Two ALK-rearranged NSCLC PDX models were identified: one carried a well-known EML4-ALK variant 3a/b and the other harbored a novel huntingtin interacting protein 1 (HIP1)-ALK fusion gene. Exon 28 of the HIP1 gene located on chromosome 7 was fused to exon 20 of the ALK gene located on chromosome 2. Both cases were clinically diagnosed as squamous cell carcinoma. Compared with the other lung cancer PDX models, both ALK-rearranged models displayed elevated ALK mRNA expression. Furthermore, in vivo efficacy studies demonstrated that, similar to the EML4-ALK-positive model, the HIP1-ALK-containing PDX model was sensitive to treatment with crizotinib.

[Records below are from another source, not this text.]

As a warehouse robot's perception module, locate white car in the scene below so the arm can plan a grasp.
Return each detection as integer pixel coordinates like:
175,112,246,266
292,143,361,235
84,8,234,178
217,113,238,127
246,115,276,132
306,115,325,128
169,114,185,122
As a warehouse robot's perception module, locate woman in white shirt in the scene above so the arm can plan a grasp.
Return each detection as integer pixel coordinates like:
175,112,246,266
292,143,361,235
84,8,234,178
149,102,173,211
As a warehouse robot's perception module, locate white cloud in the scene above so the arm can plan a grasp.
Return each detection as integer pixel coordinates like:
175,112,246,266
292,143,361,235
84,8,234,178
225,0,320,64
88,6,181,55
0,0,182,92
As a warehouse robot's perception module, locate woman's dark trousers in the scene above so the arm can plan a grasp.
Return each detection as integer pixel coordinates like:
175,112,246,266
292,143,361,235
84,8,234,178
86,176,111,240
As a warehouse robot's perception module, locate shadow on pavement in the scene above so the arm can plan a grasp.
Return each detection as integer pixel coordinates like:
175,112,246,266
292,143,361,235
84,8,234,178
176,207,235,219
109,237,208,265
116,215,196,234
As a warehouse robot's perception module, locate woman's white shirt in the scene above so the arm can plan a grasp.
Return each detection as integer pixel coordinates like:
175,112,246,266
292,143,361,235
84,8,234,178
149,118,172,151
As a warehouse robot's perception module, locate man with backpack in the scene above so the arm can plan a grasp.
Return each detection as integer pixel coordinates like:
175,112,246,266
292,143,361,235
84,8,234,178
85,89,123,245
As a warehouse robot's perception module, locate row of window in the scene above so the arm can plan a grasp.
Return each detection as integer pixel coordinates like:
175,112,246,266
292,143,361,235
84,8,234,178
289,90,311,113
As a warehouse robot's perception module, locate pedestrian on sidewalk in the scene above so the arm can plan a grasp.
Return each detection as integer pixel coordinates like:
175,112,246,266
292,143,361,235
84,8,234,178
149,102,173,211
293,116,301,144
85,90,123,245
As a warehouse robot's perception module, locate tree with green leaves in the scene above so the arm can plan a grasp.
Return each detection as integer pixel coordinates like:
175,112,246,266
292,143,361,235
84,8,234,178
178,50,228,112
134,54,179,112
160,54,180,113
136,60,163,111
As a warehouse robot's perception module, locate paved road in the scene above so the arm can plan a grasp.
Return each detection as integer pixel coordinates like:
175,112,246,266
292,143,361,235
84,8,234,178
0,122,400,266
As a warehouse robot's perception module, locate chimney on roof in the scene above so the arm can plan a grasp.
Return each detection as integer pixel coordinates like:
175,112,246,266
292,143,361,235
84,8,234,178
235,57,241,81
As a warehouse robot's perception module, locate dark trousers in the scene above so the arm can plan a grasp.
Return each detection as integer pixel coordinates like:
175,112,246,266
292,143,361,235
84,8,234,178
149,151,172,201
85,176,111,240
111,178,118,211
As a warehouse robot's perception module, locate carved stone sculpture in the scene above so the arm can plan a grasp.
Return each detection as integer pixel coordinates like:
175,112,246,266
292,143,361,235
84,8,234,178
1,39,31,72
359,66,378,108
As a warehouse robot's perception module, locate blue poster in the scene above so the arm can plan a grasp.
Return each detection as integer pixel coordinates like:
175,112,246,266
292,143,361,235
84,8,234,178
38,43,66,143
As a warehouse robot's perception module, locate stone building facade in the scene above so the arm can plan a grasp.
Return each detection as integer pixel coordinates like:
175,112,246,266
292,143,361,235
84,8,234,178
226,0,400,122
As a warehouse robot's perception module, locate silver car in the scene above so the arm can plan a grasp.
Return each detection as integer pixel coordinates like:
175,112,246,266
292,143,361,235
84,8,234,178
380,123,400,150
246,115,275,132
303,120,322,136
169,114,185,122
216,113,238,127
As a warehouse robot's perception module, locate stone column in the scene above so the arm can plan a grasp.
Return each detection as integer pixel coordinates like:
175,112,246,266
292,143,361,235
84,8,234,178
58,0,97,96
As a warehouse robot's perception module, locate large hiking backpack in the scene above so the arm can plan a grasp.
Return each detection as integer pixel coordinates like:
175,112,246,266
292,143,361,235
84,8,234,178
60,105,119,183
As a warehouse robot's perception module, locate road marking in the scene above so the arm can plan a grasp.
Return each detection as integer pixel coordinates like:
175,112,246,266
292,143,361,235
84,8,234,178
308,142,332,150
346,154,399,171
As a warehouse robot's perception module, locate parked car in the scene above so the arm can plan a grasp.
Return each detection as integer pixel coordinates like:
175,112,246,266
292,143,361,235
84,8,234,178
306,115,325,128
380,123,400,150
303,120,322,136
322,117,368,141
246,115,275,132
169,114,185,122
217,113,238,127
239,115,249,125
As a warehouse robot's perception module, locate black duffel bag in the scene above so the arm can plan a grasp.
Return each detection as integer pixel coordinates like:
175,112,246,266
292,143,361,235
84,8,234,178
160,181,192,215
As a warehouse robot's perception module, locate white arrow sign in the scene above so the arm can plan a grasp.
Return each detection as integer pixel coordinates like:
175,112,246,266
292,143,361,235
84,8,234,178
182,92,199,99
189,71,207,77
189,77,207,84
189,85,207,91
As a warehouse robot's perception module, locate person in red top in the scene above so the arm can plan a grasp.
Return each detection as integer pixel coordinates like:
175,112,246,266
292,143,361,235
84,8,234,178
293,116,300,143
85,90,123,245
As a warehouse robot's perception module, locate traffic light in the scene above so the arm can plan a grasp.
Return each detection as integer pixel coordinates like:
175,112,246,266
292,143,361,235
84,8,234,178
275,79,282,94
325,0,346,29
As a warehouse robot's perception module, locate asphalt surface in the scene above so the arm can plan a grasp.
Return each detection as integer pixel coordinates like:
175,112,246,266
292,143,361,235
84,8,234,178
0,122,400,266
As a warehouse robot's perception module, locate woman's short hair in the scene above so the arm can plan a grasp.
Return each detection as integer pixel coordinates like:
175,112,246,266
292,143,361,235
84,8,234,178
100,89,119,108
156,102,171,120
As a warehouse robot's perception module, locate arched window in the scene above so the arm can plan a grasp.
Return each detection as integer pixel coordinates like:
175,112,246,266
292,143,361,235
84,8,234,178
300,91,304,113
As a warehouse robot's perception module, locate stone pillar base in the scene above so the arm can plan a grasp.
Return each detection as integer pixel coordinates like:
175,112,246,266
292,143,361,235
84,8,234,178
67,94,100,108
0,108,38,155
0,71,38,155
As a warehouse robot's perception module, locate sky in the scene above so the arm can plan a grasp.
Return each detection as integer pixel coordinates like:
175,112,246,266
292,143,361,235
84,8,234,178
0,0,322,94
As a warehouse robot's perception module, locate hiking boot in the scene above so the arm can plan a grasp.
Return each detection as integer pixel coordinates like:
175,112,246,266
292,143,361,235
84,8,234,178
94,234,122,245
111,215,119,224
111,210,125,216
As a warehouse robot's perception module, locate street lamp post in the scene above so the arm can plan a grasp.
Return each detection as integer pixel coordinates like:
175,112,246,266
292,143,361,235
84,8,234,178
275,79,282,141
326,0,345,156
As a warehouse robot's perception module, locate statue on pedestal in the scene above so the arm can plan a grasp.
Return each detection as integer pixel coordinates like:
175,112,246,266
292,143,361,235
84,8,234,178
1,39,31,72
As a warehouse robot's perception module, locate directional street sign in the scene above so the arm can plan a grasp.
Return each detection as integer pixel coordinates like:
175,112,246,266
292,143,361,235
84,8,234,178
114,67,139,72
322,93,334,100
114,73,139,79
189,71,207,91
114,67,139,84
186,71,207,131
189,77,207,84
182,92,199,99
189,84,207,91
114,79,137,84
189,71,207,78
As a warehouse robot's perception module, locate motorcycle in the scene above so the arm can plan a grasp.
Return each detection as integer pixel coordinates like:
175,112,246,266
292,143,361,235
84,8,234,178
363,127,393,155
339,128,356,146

Discovery of HIP1 as a fusion partner of ALK in NSCLC is a novel finding. In addition, the HIP1-ALK-rearranged tumor is sensitive to treatment with crizotinib in vivo, implicating HIP1-ALKas an oncogenic driver of lung tumorigenesis. Collectively, our results indicate that HIP1-ALK-positive NSCLC may benefit from clinical applications of crizotinib.
本研究旨在鉴定肺癌患者来源异种移植(PDX)模型中的间变性淋巴瘤激酶(ALK)重排,并探索其对克唑替尼的反应。
通过 NanoString ALK 融合检测法筛选 99 个肺癌 PDX 模型,鉴定出两个 ALK 重排的非小细胞肺癌(NSCLC)肿瘤,其中一个含有先前已知的棘皮动物微管相关蛋白样 4(EML4)-ALK 融合,另一个含有未知的 ALK 融合变异体。然后进行表达谱、RNA-Seq、反转录聚合酶链反应和直接测序,以确认重排,并鉴定异种移植和/或原始患者肿瘤中的新融合伙伴。最后,在 PDX 模型中进行药物学研究,以评估它们对 ALK 抑制剂克唑替尼的反应。
鉴定出两个 ALK 重排的 NSCLC PDX 模型:一个携带已知的 EML4-ALK 变体 3a/b,另一个携带新的亨廷顿相互作用蛋白 1(HIP1)-ALK 融合基因。HIP1 基因的外显子 28 位于染色体 7 上,与位于染色体 2 上的 ALK 基因的外显子 20 融合。两种情况均被临床诊断为鳞状细胞癌。与其他肺癌 PDX 模型相比,两种 ALK 重排模型的 ALK mRNA 表达均升高。此外,体内疗效研究表明,与 EML4-ALK 阳性模型相似,HIP1-ALK 阳性 PDX 模型对克唑替尼的治疗敏感。
在 NSCLC 中发现 HIP1 作为 ALK 的融合伙伴是一个新发现。此外,HIP1-ALK 重排肿瘤在体内对克唑替尼治疗敏感,提示 HIP1-ALK 是肺肿瘤发生的致癌驱动因素。综上所述,我们的结果表明,HIP1-ALK 阳性 NSCLC 可能受益于克唑替尼的临床应用。